First of all, patriarchy is to blame for pretty much all of our culture's problems and mainstream masculinity has a lot of problematic aspects that need to be called out - because they are harming men as well as everyone else. The parts of masculine norms that require domination of other people and control of women in order to be "a real man" drive rape culture, and racism, etc., etc. but they also drive male on male violence. Pretending that isn't a real problem is putting your head in the sand like an ostrich.
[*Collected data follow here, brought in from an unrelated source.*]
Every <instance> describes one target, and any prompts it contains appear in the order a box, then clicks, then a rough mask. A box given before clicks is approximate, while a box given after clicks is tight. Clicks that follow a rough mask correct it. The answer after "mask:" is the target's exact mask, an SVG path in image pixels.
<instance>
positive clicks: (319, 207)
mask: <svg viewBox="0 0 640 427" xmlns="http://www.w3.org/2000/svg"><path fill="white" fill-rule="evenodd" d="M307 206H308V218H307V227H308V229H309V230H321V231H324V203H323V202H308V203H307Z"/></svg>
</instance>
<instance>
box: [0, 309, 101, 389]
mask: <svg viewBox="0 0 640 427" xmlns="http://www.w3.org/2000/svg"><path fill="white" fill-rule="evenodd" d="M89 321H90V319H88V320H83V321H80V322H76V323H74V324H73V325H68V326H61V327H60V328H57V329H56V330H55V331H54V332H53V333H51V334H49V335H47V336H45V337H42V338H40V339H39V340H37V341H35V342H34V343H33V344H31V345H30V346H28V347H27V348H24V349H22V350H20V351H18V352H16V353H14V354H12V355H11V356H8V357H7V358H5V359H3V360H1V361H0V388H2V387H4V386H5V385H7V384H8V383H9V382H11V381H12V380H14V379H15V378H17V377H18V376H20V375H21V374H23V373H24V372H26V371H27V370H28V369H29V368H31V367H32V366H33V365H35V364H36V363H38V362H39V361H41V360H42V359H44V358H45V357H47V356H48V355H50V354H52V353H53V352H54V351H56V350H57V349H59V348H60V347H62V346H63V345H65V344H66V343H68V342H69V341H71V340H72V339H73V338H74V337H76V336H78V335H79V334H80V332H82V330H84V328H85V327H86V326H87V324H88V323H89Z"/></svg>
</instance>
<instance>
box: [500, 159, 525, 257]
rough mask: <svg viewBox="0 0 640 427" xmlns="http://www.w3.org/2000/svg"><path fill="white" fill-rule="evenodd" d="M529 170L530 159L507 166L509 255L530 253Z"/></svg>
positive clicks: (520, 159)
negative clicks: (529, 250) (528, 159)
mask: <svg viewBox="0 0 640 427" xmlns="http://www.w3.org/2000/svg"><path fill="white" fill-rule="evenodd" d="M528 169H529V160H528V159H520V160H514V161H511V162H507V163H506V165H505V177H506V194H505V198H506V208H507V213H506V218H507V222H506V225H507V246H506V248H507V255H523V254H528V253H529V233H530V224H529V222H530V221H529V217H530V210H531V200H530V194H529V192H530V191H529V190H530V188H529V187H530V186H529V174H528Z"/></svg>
It is THE central aspect of what is wrong with our culture.
And, every single major publication out there has done a story in the past 2 years about male loneliness so don't pretend that "nobody cares." You seem to think that women owe you something, that they ought to lower their standards, date men they aren't attracted to, and otherwise behave in a way that feeds your entitlement in a way that no guy would ever demand of men. Lovely...
How about less abdicating responsibility for a dysfunctional, harmful to everyone culture, all the while demanding entitlements and more acting like a responsible human being? Mainstream masculinity IS the problem. All men benefit from patriarchy and discrimination against women, whether they want to or not. You don't get to somehow opt out because "I didn't do anything."
https://www.apa.org/monitor/2019/01/ce-corner
APA’s new Guidelines for Psychological Practice With Boys and Men strive to recognize and address these problems in boys and men while remaining sensitive to the field’s androcentric past. Thirteen years in the making, they draw on more than 40 years of research showing that traditional masculinity is psychologically harmful and that socializing boys to suppress their emotions causes damage that echoes both inwardly and outwardly.
“Though men benefit from patriarchy, they are also impinged upon by patriarchy,” says Ronald F. Levant, EdD, a professor emeritus of psychology at the University of Akron and co-editor of the APA volume “The Psychology of Men and Masculinities.” Levant was APA president in 2005 when the guideline-drafting process began and was instrumental in securing funding and support to get the process started.
Getting that message out to men—that they’re adaptable, emotional and capable of engaging fully outside of rigid norms—is what the new guidelines are designed to do. And if psychologists can focus on supporting men in breaking free of masculinity rules that don’t help them, the effects could spread beyond just mental health for men, McDermott says. “If we can change men,” he says, “we can change the world.”